Vice President, Dr. Bharrat Jagdeo has announced that the PPP/C Government will devise a plan that would see Guyanese securing financing from banks, using contracts as collateral.  

For context, the term collateral refers to an asset that a lender accepts as security for a loan. Collateral may take the form of real estate or other kinds of assets, depending on the purpose of the loan. The collateral acts as a form of protection for the lender. That is, if the borrower defaults on their loan payments, the lender can seize the collateral and sell it to recoup some or all of its losses.

Vice President Dr. Bharrat Jagdeo

“This issue came up in the consultations with the local companies. A lot of them win a contract, but they can’t raise money using the contract. That has a lot to do with our commercial banks and the instruction from the Central Bank on how we treat collateral and what we can use as collateral.

We would have to work to ensure an arrangement where people can raise funds against verified contracts or contracts that they have already won. This happens in some countries,” the Vice President articulated during a press conference on Thursday afternoon.

Dr. Jagdeo mentioned that the commercial banks are willing to facilitate this route if it is chosen.

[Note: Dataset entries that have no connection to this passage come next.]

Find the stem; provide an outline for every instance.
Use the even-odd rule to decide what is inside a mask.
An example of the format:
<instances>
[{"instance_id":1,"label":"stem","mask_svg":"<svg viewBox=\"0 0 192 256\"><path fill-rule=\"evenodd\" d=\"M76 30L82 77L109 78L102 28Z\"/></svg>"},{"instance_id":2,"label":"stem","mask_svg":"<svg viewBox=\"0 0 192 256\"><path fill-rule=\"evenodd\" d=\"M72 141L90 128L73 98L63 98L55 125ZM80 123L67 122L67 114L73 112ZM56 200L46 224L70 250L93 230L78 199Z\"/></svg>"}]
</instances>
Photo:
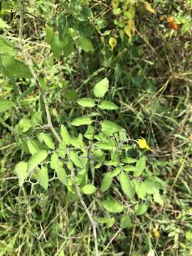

Because of the capital-intensive nature of the oil and gas sector, locals have to compete with established international companies that have easier access to capital. Since the oil and gas industry is still new to Guyanese and the level of capital required is high, locals have difficulty accessing capital.

While the local content act sets aside strong targets to provide for local involvement in the sector, the government’s decision to finance the budget with oil revenues this year will help to provide easier access to capital for local companies. This is because previous budgets relied heavily on domestic borrowing, forcing the local private sector to compete with government for loans.

During a prior engagement, the Vice President said that a reduction of competition in this regard will reduce the upward pressure to which interest rates have been historically subjected. Banks will now have to find creative ways to lend their money and new borrowers.

Importantly, former head of the National Industrial and Commercial Investments Limited (NICIL), Winston Brassington had said that as the government continues to aggressively develop its resources in the oil and gas sector, there will inevitably be a massive influx of revenues for Guyana.